Ty Pennington is back! After a long hiatus from the reality TV spotlight, the famous carpenter who hosted the original “Extreme Makeover: Home Edition” has resurfaced in a new HGTV show, “Ty Breaker.”
And he has a new renovation partner, too: guest designer Alison Victoria from “Windy City Rehab.” At first, these two compete to come up with the best plan for Atlanta-based homeowner Morgan. Pennington proposes renovating Morgan’s current condo, which she shares with roommates. Yet Morgan prefers Victoria’s suggestion of starting fresh by buying a new house instead (which explains the episode’s title, “Roommates or Single Living”).
So Morgan purchases a house for $205,000, but it needs work. This is where Victoria and Pennington team up to renovate the place with Morgan’s remaining budget of $85,000. Here’s how they make Morgan’s first solo living experience special, which might inspire similar upgrades in your own abode, too.
A magnetic backsplash allows you to change up your look
Pennington and Victoria know that Morgan wants her home to look glamorous and elegant, but they also realize that, as a younger homeowner, her style will likely change and evolve during the years she lives here. Pennington and Victoria want the design of this house to grow with Morgan and change with her tastes.

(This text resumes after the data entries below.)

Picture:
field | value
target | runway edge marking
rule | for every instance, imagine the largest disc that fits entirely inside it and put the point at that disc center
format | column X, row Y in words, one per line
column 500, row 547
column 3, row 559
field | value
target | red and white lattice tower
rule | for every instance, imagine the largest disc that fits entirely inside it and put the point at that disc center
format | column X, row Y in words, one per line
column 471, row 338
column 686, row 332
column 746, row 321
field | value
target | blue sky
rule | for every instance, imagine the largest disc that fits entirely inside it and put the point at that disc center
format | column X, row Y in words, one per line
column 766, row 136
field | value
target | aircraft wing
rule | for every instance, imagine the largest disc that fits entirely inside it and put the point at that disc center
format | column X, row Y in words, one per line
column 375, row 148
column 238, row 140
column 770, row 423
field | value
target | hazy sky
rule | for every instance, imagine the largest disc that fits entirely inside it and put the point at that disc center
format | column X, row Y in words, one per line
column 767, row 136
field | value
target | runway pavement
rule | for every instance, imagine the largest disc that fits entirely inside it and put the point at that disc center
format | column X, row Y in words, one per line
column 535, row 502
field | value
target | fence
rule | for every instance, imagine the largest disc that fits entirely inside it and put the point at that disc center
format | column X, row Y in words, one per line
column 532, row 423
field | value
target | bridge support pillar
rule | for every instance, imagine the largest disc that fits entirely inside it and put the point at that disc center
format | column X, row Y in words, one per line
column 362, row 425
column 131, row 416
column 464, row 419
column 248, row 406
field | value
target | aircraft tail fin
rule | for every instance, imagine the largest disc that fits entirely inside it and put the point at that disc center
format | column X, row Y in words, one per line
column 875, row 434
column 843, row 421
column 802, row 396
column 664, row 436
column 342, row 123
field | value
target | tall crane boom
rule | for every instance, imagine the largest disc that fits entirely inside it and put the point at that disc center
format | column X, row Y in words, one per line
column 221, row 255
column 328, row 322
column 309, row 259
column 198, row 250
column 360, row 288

So they decorate her kitchen with a simple but stylish backsplash made of large subway tiles. The look is timeless, but if these tiles don’t work for Morgan in the future, they’re easily changeable.
“The installation’s magnetic,” Victoria explains, “so it’s supereasy to change out in 10 years. You can just take ’em down and stick new tiles onto the steel plates underneath.”
Kitchen hardware can be easily swapped out, too
While the magnetic backsplash is a clever way to enable this kitchen to change with the times, Victoria points out another kitchen feature that can be easily changed as Morgan’s style evolves: the hardware.
Pennington and Victoria choose simple, industrial-style hardware for this kitchen, but acknowledge that Morgan probably won’t keep these pieces forever.
“Ten years from now, when Morgan’s sick of this, all she has to do is change out the hardware and bring in brass,” Victoria says. “If she wants to bring in chrome, if she wants to bring in purple, like, it’s up to you. This becomes like the jewelry of the kitchen.”
A ‘convertible counter’ adds a dining area in a small space
Morgan’s old house didn’t have enough space for a dining table, so Pennington and Victoria want to make sure Morgan’s new home has space for formal meals. Unfortunately, the living room in the new house is still pretty tight, and with such a large kitchen, Pennington and Victoria realize that they’re going to have to get creative to find a dedicated dining space.
“What she needs is a convertible counter that, when you need it, you can flip it and do whatever and it’s there,” Pennington says. “But when you don’t need it, it’s not there.”
Pennington comes up with an idea for fitting wood boards into the peninsula, which could extend the counter space to make a table. He notes that the boards can be installed one way to make a larger table, or in a different way to provide a smaller surface, which could act as a peninsula extension.
Pennington’s convertible table is perfect for Morgan’s space, plus it complements the kitchen with wood that matches the floating shelves. It’s a beautiful, space-saving solution.
Combine your shower and tub
The house that Victoria picks out for Morgan is a big upgrade from her tiny condo, but it doesn’t have a ton of space. In fact, the master bathroom has such a small footprint that Victoria and Pennington know, right away, that they won’t be able to fit both the standing tub and the shower that Morgan wants.
However, they come up with an idea to include both the tub and shower by putting the bath under the shower head.
It gives Morgan the best of both worlds—plus, Pennington dresses up the space by using subway tile in a herringbone pattern, bringing a fun, trendy feel to the bathroom.
“It’ll add, as you say, a little bit of bling to the bathroom,” Pennington tells Victoria.
A painted mural is unique—and easy to remove
Pennington and Victoria want to make sure Morgan’s new bedroom is as fun and youthful as she is, so Pennington decides to hand-paint a mural on the headboard wall.
At first Victoria is skeptical of Pennington’s idea, but it turns out this carpenter has some serious painting skills! When she sees the soft, floral mural, she’s impressed.
“It’s feminine, it doesn’t compete with anything, and it just feels really organic,” Victoria says.
The mural is proof that just a little bit of paint and creativity can go a long way. This mural cost next to nothing to put up, and it can easily be changed. It’s a budget-friendly way to customize a room without making expensive alterations.